I've been trying to find the expression for the metric of the hyperbolic n-space, $\mathbb H^n$. For $n=2$ I've found (e.g. here) that $$ds^2=\frac{dx^2+dy^2}{y^2}.$$ But for $n>2$ I can't seem to find the expression for the metric...
Can anyone help me with this?
Also, on a related question, If I have a scalar field that obeys to the Laplace equation in $\mathbb H^2$, I get that the solution is the same as if I've written the Lapace equation in $\mathbb R^2$...that came as a surprise for me...Why does that happen? (I'm trying to have some understanding of the Hyperbolic space.)
Notes by Manfred Stoll look like a perfect match for your question: both the hyperbolic space (2.3) and harmonic functions on it (Chapters 3-4) are introduced from scratch. For the record, the metric on $\mathbb H^n$ is $ds^2 = \frac{dx^2}{x_n^2}$ where $dx^2$ is the Euclidean metric.

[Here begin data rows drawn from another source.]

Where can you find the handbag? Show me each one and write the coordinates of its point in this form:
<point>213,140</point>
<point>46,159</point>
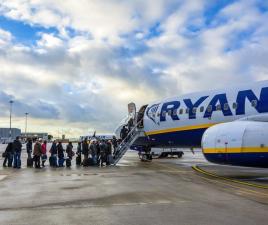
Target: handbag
<point>44,157</point>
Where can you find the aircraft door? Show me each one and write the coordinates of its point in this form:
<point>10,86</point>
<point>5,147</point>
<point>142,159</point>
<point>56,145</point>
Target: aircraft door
<point>221,147</point>
<point>140,116</point>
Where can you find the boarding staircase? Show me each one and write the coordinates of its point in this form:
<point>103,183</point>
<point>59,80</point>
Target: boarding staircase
<point>132,136</point>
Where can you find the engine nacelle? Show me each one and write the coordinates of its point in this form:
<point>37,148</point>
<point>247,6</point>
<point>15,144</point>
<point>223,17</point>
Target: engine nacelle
<point>240,143</point>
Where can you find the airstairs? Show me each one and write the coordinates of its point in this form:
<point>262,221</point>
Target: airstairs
<point>132,136</point>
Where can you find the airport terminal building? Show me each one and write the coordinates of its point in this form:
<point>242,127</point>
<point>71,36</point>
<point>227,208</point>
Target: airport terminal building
<point>4,133</point>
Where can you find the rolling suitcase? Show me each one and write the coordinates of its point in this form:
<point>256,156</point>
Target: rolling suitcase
<point>85,162</point>
<point>61,162</point>
<point>68,162</point>
<point>30,162</point>
<point>78,160</point>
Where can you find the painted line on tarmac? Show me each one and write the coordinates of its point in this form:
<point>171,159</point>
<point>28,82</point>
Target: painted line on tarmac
<point>239,188</point>
<point>2,177</point>
<point>196,168</point>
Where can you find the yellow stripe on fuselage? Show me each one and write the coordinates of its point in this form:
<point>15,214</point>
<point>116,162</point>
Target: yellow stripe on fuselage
<point>235,150</point>
<point>193,127</point>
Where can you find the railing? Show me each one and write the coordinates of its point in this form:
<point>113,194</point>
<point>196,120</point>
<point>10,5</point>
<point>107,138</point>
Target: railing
<point>126,143</point>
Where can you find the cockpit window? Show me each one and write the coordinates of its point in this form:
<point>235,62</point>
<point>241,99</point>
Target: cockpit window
<point>254,103</point>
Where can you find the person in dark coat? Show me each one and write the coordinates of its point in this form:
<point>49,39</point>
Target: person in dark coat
<point>37,154</point>
<point>130,124</point>
<point>29,148</point>
<point>114,142</point>
<point>93,151</point>
<point>69,150</point>
<point>60,151</point>
<point>79,149</point>
<point>8,155</point>
<point>85,149</point>
<point>17,153</point>
<point>108,152</point>
<point>123,133</point>
<point>53,152</point>
<point>102,152</point>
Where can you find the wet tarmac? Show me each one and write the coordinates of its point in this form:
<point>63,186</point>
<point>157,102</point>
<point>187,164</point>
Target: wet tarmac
<point>165,191</point>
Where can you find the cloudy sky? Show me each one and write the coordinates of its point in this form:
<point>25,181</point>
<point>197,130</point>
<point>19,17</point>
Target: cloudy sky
<point>74,65</point>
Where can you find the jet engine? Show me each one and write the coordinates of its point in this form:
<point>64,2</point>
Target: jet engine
<point>240,143</point>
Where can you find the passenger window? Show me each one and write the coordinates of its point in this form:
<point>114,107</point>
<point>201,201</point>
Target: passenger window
<point>254,103</point>
<point>234,105</point>
<point>226,106</point>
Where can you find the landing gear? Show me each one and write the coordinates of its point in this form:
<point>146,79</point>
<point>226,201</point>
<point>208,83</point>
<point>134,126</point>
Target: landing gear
<point>146,157</point>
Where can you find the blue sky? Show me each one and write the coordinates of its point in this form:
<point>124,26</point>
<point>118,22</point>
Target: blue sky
<point>76,66</point>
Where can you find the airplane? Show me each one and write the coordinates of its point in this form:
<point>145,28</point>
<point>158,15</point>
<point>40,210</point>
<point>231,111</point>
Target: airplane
<point>230,125</point>
<point>99,136</point>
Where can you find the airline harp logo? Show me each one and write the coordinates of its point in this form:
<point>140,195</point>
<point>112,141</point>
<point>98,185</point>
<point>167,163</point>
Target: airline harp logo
<point>152,113</point>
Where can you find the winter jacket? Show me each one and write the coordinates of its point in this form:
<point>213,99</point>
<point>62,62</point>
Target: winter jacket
<point>53,149</point>
<point>85,149</point>
<point>9,149</point>
<point>37,149</point>
<point>60,151</point>
<point>29,146</point>
<point>17,146</point>
<point>44,149</point>
<point>69,150</point>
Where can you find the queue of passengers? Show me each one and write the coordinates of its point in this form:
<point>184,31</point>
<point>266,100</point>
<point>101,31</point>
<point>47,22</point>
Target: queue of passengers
<point>89,153</point>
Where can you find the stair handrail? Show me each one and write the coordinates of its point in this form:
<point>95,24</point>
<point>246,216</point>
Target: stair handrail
<point>126,140</point>
<point>130,133</point>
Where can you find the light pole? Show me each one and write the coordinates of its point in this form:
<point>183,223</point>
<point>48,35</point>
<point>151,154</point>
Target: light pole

In dimension $2$ (only) the hyperbolic and Euclidean harmonic functions indeed coincide: see formulas (3.2) and the (yet unfinished) section 3.4. One might wonder if this is a feature or a bug. One of possible explanations is that hyperbolic isometries are conformal maps, and conformality is related to the Laplace equation only in dimension $2$. (In dimensions $n\ge 3$ conformal maps are related to the non-linear $n$-Laplace equation.)